28 novembro 2019

Divindade de Jesus Cristo

O que é divindade? Como entender a divindade de Cristo? Divindade. Designa tudo o que é sobrenatural ou superior ao homem, podendo ser pessoal ou impessoal. É uma noção mais que a de Deus. A sua universalidade se manifesta na oposição entre o sagrado e o profano. Em se tratando de Jesus Cristo, temos de separar o Cristo histórico do Cristo religioso ou dogmático.

Para entendermos a divindade de Cristo, temos que nos reportar à história e recuarmos até Ário (256?-336 d.C.), um sacerdote de Alexandria, no Egito que, por volta de 318 d.C., contesta a doutrina segundo a qual as três Pessoas da Santíssima Trindade Cristã — o Pai, o Filho e o Espírito Santo — são iguais. Para Ário, Deus, o Pai, estava acima do Filho, Jesus Cristo, e ambos estavam acima do Espírito Santo.

De Ário, advém arianismo. O arianismo é a antiga doutrina teológica cristã, ensinada por Ário aos seus seguidores, e que refuta a divindade de Cristo. Dizia que Cristo é Filho de Deus, portanto, colocado numa hierarquia inferior, embora pudéssemos vê-lo como o mais perfeito dos seres humanos. Em 325, sob a gestão do  imperador romano Constantino, o Concílio de Niceia condenou como hereges os ensinamentos de Ário, afirmando que Jesus era completamente divino. Em 381, o Concílio de Constantinopla considerou o arianismo uma heresia, e essa doutrina desapareceu rapidamente no Império Romano.
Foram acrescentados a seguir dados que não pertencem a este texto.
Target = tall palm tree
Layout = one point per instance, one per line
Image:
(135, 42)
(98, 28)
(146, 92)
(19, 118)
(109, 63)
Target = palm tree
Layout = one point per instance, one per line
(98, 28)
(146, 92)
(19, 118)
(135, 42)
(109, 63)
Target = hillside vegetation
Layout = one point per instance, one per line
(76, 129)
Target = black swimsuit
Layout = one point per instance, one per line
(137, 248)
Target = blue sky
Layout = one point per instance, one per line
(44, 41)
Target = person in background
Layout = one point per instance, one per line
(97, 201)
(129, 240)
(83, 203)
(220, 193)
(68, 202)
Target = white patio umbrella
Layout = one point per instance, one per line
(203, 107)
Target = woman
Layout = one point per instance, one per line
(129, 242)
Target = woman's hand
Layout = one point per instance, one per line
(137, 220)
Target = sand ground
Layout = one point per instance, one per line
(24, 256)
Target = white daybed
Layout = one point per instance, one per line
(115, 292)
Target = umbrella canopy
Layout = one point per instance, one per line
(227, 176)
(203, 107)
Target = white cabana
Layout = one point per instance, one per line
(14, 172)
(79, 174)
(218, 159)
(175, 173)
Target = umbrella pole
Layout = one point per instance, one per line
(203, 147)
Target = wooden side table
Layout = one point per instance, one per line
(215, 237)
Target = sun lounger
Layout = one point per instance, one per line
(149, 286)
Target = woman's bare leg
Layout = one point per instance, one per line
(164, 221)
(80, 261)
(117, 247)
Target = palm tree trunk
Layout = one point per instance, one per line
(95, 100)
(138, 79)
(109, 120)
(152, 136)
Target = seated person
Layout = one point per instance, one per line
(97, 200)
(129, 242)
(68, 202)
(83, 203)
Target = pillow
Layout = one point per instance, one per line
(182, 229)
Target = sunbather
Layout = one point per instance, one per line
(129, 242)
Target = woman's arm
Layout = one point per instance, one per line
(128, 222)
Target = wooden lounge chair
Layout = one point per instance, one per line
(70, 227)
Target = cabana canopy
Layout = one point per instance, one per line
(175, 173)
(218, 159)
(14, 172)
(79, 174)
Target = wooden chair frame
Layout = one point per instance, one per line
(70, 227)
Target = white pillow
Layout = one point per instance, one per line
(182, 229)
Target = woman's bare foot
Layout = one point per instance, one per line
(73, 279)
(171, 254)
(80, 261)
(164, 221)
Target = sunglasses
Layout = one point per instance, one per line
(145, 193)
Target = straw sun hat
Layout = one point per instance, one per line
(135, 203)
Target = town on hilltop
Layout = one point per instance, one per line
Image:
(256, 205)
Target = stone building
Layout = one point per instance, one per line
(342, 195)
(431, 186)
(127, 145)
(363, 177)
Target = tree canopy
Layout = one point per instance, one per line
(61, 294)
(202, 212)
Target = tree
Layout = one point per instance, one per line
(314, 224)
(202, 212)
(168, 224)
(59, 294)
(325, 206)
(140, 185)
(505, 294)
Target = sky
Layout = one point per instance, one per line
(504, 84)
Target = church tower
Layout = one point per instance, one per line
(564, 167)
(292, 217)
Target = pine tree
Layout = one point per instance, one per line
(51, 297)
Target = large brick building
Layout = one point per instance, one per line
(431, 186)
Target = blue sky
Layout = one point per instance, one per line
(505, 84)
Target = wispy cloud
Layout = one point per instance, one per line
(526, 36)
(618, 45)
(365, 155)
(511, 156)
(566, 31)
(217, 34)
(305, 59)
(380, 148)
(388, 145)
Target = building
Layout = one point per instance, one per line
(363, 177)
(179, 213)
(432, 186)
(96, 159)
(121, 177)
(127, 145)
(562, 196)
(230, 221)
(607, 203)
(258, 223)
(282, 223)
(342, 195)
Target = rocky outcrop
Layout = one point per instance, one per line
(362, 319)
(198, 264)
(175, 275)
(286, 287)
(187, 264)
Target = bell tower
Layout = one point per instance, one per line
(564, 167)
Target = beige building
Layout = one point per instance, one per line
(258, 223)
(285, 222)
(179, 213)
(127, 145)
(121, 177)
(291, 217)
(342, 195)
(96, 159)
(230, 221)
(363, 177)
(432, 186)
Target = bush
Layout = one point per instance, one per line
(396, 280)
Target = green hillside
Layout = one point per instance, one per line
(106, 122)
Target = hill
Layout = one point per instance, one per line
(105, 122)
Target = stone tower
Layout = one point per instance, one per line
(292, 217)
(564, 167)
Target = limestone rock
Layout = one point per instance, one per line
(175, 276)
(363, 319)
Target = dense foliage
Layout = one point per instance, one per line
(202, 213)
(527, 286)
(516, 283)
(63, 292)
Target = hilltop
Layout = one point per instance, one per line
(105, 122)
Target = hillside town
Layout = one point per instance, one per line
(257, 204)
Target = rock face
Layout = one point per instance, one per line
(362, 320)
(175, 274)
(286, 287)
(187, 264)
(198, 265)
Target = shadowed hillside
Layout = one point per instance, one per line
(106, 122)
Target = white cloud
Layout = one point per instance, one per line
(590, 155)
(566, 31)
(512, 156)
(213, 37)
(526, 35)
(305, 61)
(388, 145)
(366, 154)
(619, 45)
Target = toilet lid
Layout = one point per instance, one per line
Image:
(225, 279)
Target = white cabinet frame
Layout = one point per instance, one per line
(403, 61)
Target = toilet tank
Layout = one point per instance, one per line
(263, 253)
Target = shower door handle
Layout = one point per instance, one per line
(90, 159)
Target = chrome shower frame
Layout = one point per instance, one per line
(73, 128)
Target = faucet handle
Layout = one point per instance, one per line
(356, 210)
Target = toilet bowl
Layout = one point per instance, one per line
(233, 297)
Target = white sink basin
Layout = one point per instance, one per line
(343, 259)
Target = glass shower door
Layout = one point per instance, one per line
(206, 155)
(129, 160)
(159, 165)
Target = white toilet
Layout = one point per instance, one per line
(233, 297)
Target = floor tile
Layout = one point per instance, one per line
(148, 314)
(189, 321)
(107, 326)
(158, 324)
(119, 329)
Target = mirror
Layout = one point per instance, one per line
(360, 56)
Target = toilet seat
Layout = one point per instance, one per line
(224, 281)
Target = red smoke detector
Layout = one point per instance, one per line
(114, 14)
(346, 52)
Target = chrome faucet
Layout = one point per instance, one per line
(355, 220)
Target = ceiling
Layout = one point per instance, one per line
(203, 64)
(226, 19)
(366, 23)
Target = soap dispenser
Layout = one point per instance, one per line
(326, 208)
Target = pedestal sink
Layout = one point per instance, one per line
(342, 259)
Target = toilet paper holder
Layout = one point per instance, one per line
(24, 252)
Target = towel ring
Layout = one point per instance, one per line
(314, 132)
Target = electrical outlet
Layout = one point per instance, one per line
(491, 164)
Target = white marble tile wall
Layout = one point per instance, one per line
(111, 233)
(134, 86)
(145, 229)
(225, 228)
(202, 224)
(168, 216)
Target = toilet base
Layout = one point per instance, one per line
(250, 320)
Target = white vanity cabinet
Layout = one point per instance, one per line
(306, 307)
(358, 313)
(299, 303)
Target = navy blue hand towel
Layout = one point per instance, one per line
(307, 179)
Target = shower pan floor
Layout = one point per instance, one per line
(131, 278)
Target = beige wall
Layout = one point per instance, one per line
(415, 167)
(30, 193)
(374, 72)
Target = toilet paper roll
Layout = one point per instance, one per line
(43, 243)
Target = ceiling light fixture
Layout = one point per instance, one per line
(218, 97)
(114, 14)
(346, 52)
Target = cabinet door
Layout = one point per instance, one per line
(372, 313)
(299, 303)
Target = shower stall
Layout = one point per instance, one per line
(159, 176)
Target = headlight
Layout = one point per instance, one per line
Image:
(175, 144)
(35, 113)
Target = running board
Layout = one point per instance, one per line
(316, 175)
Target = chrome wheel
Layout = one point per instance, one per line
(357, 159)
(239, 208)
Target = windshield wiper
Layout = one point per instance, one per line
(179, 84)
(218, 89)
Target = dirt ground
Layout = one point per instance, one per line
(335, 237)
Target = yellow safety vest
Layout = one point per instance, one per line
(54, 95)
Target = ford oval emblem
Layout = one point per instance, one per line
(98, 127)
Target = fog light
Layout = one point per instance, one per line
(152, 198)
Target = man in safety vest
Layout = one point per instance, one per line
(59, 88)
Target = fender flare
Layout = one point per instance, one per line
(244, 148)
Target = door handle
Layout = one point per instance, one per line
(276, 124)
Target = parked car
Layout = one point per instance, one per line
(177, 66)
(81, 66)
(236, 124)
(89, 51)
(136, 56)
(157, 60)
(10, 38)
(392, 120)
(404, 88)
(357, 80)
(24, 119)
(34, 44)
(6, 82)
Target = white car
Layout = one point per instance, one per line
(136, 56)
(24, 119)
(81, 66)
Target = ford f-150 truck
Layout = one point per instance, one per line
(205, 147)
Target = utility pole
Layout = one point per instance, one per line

Allan Kardec, em Obras Póstumas, no item "Estudo da Natureza de Cristo", faz vários questionamentos sobre a divindade de Cristo: ela é provada pelos milagres? Ela é provada por suas palavras? Para mais detalhes, convém consultar o referido capítulo.

Gostaria de destacar dois parágrafos, extraídos da página 131, que sintetizam o entendimento da divindade de Cristo.

"Se o concílio de Niceia, que se constitui em fundamento da fé católica, fosse conforme ao espírito de Cristo, para quê o anátema final? Não é isto a prova de que ele é a obra das paixões dos homens? A que foi devida a sua adoção? À pressão do imperador Constantino, que fez dele uma questão mais política que religiosa. Sem ordem sua não se teria realizado o concílio de Niceia e sem a sua intimidação seria mais que provável o triunfo do arianismo".

"Dependeu pois da autoridade soberana de um homem, que não pertencia à Igreja, que reconheceu mais tarde a falsa política seguida, e que em vão procurou emendá-la, conciliando os partidos, não sermos hoje arianos, em lugar de católicos, e não ser hoje o arianismo a ortodoxia e o catolicismo a heresia".

Fonte de Consulta

Enciclopédia Delta Universal

KARDEC, Allan. Obras Póstumas. Tradução de João Teixeira de Paula. Revisão, Introdução e notas de José Herculano Pires. 14.ed., São Paulo: Lake, 2007.